Kultur Joker: Die Mundologia bietet auch 2013 wieder ein breit gefächertes Programm, darunter einen Vortrag über das Mittelmeer, das die Deutschen ja schon ausgiebig bereist haben. Was gibt es denn dort noch zu entdecken?
Hauser: Da bin ich auch gespannt. Aber wenn man sieht welche Länder am Mittelmeer liegen und was dort in manchen Ländern momentan passiert, dann geht das weit über das hinaus, was wir gemeinhin kennen. Umrundet man das Mittelmeer, fährt man durch die verschiedensten Kulturkreise, begegnet den unterschiedlichsten Menschen und Religionen und kann somit weitaus mehr erleben, als in den uns bekannten touristisch erschlossenen Regionen.
Kultur Joker: Zu den Attraktionen zählt gewiss auch Andreas Pröve, der trotz Querschnittslähmung nach einem Motorradunfall schon seit vielen Jahren seinen Traum lebt und spannende Reportagen macht. Was ist von ihm zu erwarten?

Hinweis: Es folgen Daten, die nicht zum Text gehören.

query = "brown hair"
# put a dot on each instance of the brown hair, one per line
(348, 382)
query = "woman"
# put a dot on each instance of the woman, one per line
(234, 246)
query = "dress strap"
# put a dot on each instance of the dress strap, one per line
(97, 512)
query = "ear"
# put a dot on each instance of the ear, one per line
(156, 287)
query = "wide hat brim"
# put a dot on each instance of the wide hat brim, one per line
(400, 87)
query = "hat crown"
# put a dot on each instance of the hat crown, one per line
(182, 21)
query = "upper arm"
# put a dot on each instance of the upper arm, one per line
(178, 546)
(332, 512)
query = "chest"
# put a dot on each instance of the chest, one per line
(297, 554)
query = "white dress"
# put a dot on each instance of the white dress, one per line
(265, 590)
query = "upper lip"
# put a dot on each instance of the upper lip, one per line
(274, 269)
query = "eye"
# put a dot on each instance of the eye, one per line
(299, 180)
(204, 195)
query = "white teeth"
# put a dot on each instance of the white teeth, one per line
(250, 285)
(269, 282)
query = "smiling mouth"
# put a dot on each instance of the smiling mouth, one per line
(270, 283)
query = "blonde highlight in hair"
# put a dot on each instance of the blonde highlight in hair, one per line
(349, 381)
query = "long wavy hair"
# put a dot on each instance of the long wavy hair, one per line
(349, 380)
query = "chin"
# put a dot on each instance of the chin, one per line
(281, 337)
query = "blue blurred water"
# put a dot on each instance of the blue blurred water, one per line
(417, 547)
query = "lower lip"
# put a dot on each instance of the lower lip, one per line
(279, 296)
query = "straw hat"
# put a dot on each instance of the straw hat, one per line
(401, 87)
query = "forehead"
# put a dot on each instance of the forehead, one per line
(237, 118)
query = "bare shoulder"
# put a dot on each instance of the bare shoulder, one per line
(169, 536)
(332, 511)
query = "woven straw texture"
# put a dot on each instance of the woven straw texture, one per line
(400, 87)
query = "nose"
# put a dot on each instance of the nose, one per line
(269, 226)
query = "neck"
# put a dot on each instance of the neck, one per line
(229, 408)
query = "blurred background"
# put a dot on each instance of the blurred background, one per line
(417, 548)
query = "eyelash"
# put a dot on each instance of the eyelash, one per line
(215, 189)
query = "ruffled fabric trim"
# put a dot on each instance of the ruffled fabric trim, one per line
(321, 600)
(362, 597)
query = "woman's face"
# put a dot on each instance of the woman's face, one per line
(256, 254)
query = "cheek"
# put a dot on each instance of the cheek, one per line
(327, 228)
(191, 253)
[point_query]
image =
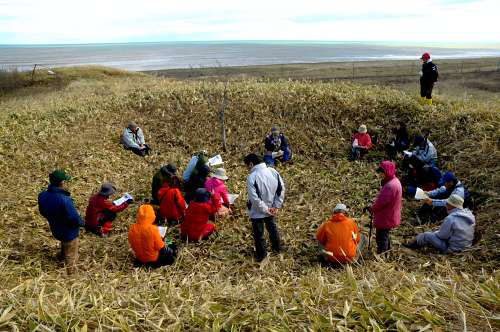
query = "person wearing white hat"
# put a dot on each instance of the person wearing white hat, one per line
(455, 234)
(339, 239)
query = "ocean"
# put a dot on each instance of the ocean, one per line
(168, 55)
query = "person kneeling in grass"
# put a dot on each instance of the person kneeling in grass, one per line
(146, 242)
(195, 226)
(339, 239)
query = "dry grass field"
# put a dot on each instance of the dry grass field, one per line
(73, 120)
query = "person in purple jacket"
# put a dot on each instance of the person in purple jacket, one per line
(386, 209)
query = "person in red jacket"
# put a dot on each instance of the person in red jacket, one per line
(386, 209)
(172, 204)
(101, 212)
(195, 225)
(361, 143)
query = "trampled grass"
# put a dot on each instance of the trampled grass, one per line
(215, 284)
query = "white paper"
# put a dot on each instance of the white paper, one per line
(215, 161)
(162, 230)
(122, 199)
(420, 194)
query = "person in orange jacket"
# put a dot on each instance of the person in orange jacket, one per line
(146, 242)
(195, 225)
(339, 238)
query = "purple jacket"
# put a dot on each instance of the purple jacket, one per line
(387, 206)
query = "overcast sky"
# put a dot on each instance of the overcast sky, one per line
(95, 21)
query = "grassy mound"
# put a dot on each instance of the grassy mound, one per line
(215, 284)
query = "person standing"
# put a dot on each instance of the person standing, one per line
(266, 193)
(56, 205)
(386, 209)
(428, 76)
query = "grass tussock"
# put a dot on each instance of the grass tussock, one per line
(216, 285)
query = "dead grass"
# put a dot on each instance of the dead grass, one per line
(216, 285)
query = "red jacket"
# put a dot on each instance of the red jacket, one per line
(97, 205)
(172, 204)
(387, 206)
(196, 218)
(364, 140)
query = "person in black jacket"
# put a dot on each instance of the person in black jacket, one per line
(428, 76)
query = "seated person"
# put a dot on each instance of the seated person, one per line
(133, 139)
(101, 211)
(165, 173)
(216, 185)
(339, 238)
(195, 225)
(455, 234)
(172, 204)
(277, 147)
(434, 208)
(400, 142)
(361, 143)
(146, 242)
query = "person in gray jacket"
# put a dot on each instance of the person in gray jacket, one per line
(455, 234)
(133, 139)
(266, 193)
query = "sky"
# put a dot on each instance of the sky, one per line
(108, 21)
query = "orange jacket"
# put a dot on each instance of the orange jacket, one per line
(144, 237)
(340, 236)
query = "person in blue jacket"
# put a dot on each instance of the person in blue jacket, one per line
(56, 205)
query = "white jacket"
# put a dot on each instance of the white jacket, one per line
(265, 189)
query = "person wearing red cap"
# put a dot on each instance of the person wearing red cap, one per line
(428, 76)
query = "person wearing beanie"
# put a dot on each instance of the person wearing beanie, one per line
(195, 226)
(339, 239)
(428, 76)
(386, 208)
(162, 175)
(276, 147)
(361, 143)
(101, 212)
(56, 205)
(145, 240)
(456, 232)
(133, 139)
(434, 207)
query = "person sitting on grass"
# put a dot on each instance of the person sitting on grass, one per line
(216, 185)
(195, 226)
(339, 239)
(172, 204)
(101, 212)
(146, 242)
(277, 147)
(133, 139)
(455, 234)
(361, 143)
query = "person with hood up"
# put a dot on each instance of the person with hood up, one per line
(428, 76)
(361, 143)
(172, 204)
(56, 205)
(455, 234)
(386, 209)
(146, 242)
(101, 212)
(195, 226)
(339, 239)
(434, 208)
(133, 139)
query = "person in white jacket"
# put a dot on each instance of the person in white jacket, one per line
(266, 193)
(133, 139)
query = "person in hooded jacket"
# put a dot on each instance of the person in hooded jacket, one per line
(146, 242)
(455, 234)
(386, 209)
(195, 226)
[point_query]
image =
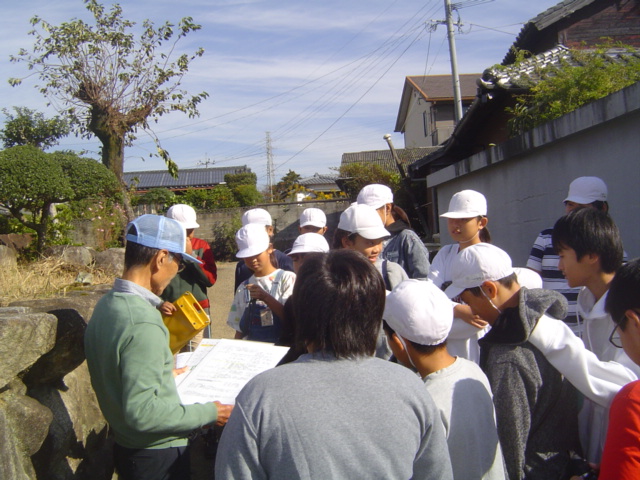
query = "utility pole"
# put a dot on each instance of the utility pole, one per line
(407, 184)
(269, 166)
(457, 98)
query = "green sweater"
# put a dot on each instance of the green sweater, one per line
(131, 367)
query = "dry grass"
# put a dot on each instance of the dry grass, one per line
(44, 278)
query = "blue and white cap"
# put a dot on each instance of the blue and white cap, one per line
(160, 232)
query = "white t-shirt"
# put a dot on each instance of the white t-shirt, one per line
(242, 298)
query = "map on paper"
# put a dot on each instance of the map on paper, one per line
(220, 368)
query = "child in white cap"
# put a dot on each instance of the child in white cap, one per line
(467, 225)
(305, 244)
(536, 407)
(313, 220)
(583, 192)
(361, 229)
(259, 216)
(403, 246)
(418, 317)
(194, 278)
(258, 306)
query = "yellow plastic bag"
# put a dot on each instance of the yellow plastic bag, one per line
(186, 321)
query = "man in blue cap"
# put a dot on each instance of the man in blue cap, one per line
(131, 366)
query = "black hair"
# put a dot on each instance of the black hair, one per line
(589, 231)
(623, 292)
(136, 255)
(506, 282)
(338, 235)
(338, 301)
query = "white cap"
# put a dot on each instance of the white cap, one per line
(363, 220)
(314, 217)
(586, 190)
(308, 243)
(184, 214)
(375, 195)
(252, 239)
(467, 204)
(419, 311)
(258, 216)
(477, 264)
(528, 278)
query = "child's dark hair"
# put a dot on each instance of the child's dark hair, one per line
(623, 292)
(589, 231)
(338, 235)
(136, 255)
(506, 282)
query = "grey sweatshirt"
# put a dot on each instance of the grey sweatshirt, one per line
(536, 408)
(320, 417)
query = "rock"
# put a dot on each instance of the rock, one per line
(24, 424)
(8, 257)
(81, 256)
(77, 445)
(24, 338)
(67, 353)
(111, 260)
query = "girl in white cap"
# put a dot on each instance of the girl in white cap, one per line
(403, 246)
(258, 306)
(467, 225)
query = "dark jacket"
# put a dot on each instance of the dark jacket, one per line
(536, 408)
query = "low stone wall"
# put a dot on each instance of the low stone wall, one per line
(51, 426)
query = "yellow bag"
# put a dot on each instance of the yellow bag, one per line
(188, 320)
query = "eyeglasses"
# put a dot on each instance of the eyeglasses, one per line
(179, 261)
(614, 338)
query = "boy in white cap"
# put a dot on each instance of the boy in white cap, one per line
(361, 229)
(583, 191)
(536, 408)
(313, 220)
(131, 365)
(304, 244)
(259, 216)
(194, 278)
(403, 246)
(418, 318)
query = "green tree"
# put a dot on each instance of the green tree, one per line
(354, 176)
(32, 181)
(29, 127)
(582, 77)
(110, 81)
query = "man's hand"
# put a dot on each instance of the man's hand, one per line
(223, 413)
(167, 308)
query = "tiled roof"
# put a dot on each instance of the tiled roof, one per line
(384, 158)
(187, 178)
(527, 73)
(317, 179)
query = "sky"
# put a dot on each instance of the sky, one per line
(323, 78)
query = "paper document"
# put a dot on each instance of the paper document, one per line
(218, 372)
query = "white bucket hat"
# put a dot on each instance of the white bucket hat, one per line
(467, 204)
(308, 243)
(419, 311)
(258, 216)
(314, 217)
(375, 195)
(586, 190)
(363, 220)
(184, 214)
(477, 264)
(252, 239)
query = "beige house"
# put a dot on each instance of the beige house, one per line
(426, 116)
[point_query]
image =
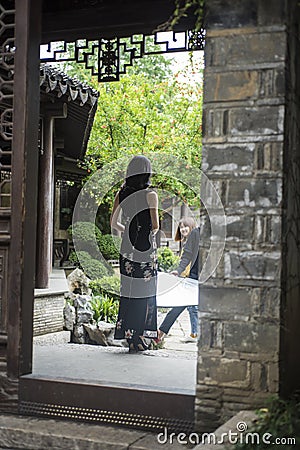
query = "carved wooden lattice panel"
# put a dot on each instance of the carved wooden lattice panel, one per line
(109, 58)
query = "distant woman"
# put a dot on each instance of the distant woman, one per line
(188, 267)
(138, 263)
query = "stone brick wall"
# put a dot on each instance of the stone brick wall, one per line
(244, 107)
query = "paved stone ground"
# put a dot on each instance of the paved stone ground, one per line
(171, 368)
(27, 433)
(172, 345)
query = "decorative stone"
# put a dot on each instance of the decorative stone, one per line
(69, 317)
(103, 334)
(84, 312)
(78, 335)
(78, 282)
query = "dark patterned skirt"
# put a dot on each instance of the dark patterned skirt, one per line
(137, 310)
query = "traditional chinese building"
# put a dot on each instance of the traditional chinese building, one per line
(250, 309)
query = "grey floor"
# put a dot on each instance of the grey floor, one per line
(171, 369)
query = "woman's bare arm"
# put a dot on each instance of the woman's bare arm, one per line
(152, 200)
(114, 223)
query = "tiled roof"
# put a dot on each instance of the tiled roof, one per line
(54, 80)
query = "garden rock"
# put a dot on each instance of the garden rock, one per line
(69, 317)
(78, 282)
(103, 334)
(79, 335)
(99, 333)
(84, 312)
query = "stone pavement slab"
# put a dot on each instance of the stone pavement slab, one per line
(27, 433)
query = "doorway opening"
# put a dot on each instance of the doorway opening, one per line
(58, 396)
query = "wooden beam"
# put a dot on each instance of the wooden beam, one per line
(24, 187)
(112, 19)
(46, 197)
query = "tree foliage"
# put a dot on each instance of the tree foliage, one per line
(151, 112)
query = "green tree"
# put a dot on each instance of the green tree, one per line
(147, 113)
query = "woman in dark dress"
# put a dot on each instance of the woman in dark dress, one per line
(138, 265)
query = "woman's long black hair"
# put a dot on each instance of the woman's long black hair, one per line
(138, 173)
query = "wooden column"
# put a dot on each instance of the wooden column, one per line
(46, 197)
(24, 187)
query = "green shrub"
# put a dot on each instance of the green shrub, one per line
(92, 267)
(73, 258)
(106, 285)
(105, 308)
(167, 260)
(88, 234)
(281, 419)
(109, 246)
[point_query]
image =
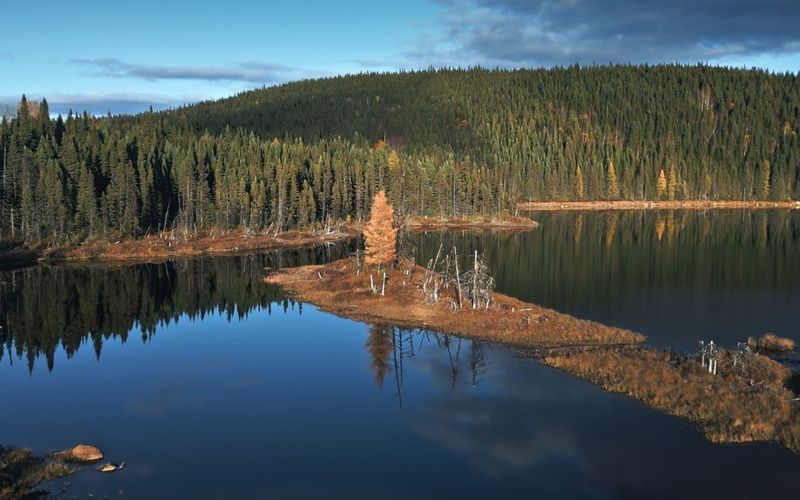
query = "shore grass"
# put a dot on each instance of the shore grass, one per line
(22, 472)
(547, 206)
(483, 223)
(747, 400)
(338, 288)
(771, 342)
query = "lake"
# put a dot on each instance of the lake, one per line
(211, 384)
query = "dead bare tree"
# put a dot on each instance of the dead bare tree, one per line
(479, 283)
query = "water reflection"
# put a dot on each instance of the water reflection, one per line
(390, 348)
(676, 276)
(43, 308)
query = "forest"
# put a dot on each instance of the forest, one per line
(451, 143)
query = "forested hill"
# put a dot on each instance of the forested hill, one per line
(448, 142)
(711, 128)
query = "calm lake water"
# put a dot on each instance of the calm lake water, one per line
(211, 384)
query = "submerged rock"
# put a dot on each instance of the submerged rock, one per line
(111, 467)
(80, 453)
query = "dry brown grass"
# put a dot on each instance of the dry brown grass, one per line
(540, 206)
(746, 401)
(771, 342)
(21, 473)
(494, 223)
(337, 288)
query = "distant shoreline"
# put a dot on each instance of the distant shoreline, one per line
(554, 206)
(488, 223)
(748, 401)
(172, 245)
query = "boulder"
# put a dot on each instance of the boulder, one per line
(80, 453)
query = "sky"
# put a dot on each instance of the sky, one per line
(124, 57)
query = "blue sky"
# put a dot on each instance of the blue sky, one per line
(126, 56)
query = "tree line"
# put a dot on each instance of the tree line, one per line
(440, 142)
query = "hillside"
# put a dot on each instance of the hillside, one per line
(447, 143)
(711, 129)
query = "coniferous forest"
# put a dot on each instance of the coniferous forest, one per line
(440, 142)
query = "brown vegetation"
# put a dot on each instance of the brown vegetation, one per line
(338, 289)
(168, 245)
(21, 473)
(747, 400)
(550, 206)
(493, 223)
(771, 342)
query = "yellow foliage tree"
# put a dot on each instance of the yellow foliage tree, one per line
(661, 184)
(394, 162)
(380, 233)
(611, 177)
(672, 184)
(579, 188)
(763, 184)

Hauser: Gegenüber allen anderen Referenten hat Andreas Pröve aufgrund seines Handicaps den fragwürdigen Vorteil, Erfahrungen machen zu können, die in dieser Form kein anderer machen wird. Ganz klar, wenn man im Rollstuhl unterwegs ist, dann ist es natürlich etwas anderes, als wenn man sich mit herkömmlichen Verkehrsmitteln fortbewegt. Außerdem berichtet er von seinen Abenteuern und unglaublichen Erlebnissen auf eine sehr sympathische, ehrliche und authentische Art.  Seine Reportagen sind ausgesprochen unterhaltsam, gut produziert und fotografiert. Er ist zurzeit zu Recht einer der erfolgreichsten Referenten im deutschsprachigen Raum.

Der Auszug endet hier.